John Norman of Soil Science in the university’s College of Agricultural and Life Sciences leads the research under the National Integrated Water Quality Program, directed by the USDA’s Cooperative State Research, Education, and Extension Service (CSREES). The area of study is a watershed in Wisconsin’s Buffalo County, containing headwaters of two streams leading to Traverse Valley Creek, a Class 1 trout stream. In the area is a Discovery Farm, owned by Joe and Noel Bragger, partners in the study. The University of Wisconsin is establishing a network of operating, commercial Wisconsin farms as Discovery Farms to engage in best-practices research and demonstration projects. Besides the university researchers and farmers, agricultural consultants and government agencies will participate as well.

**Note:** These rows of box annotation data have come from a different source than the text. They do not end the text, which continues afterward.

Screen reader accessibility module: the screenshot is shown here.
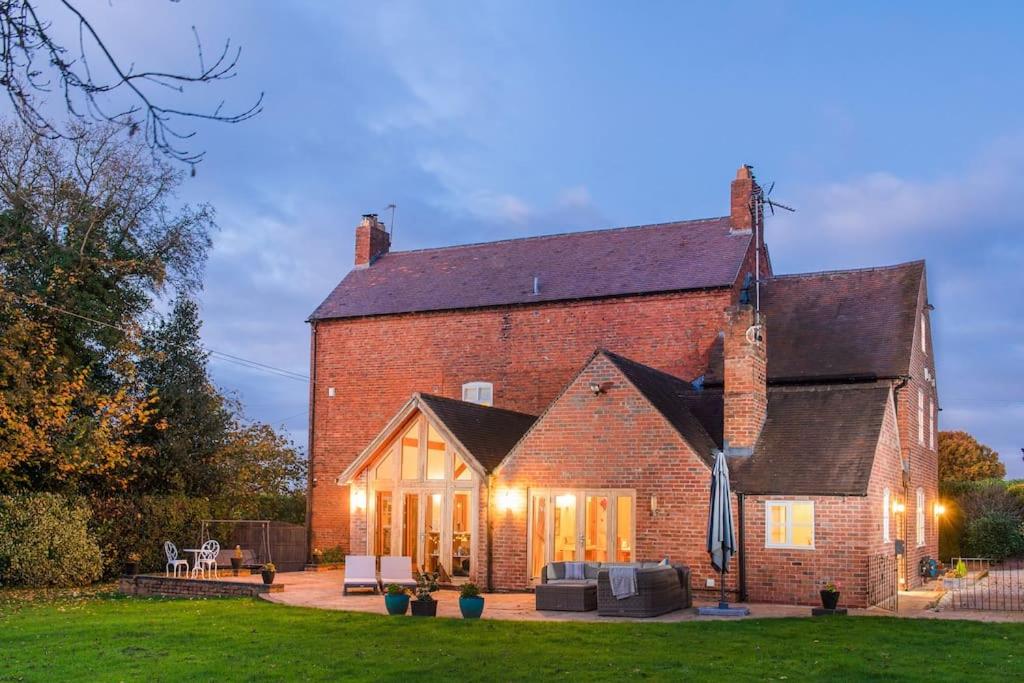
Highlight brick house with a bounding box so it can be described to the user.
[308,167,938,605]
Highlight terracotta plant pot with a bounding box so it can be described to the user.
[459,595,483,618]
[384,594,409,616]
[411,600,437,616]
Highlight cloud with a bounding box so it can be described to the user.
[766,135,1024,476]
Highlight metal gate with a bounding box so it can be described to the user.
[943,558,1024,611]
[867,554,900,612]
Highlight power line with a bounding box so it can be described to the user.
[13,294,309,382]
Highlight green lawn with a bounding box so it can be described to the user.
[0,593,1024,681]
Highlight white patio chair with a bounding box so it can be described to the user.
[341,555,380,595]
[193,540,220,579]
[164,541,188,577]
[381,555,416,589]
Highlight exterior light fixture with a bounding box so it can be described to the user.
[498,488,519,512]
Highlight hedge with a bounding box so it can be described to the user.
[0,494,102,587]
[0,494,305,586]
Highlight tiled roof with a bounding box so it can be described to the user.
[708,261,925,384]
[309,217,751,321]
[729,384,889,496]
[420,393,537,472]
[603,351,721,465]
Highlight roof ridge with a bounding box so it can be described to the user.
[380,216,729,259]
[417,391,537,420]
[768,258,925,282]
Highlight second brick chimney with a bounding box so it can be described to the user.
[729,164,763,232]
[355,213,391,268]
[723,305,768,456]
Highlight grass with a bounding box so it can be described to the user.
[0,593,1024,681]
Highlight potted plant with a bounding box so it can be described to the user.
[459,582,483,618]
[821,581,839,609]
[412,571,439,616]
[125,553,141,577]
[384,584,409,616]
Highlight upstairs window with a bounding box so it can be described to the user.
[921,313,928,353]
[915,486,925,548]
[462,382,495,405]
[882,488,891,543]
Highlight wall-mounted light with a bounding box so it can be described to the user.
[497,488,519,512]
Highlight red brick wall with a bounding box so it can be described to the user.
[310,286,734,550]
[493,355,735,590]
[897,270,939,587]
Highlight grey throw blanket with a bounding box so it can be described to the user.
[608,567,639,600]
[565,562,587,581]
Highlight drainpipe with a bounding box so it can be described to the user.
[736,494,748,602]
[484,474,495,593]
[306,321,316,562]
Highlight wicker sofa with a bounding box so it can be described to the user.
[541,561,693,616]
[597,565,693,616]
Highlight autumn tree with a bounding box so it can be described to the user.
[939,431,1007,481]
[0,124,214,490]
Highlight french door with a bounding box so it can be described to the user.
[527,488,636,582]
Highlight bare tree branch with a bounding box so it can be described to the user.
[0,0,263,166]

Key to quantifying results from the phosphorus study is a model developed by SSEC’s Christine Molling and George Diak and John Norman called the Precision Agricultural-Landscape Modeling System. Faculty from Cooperative Extension will help ensure that PALMS can be used to assess phosphorus loss from several commercial farm fields used to validate the model. The PALMS Model is designed to be used easily by agricultural consultants to farmers. Eventually, researchers hope to use PALMS to combine productivity, profitability and environmental issues and strengthen relationships between Cooperative Extension, agricultural consultants, state regulatory agencies and the agricultural research community.

The $548,000 grant will enable findings to be applied widely across the U.S. farm belt. The study is expected to be particularly useful in Wisconsin, whose hallmark dairy industry produces large amounts of phosphorus-bearing manure, most of which is spread over agricultural fields.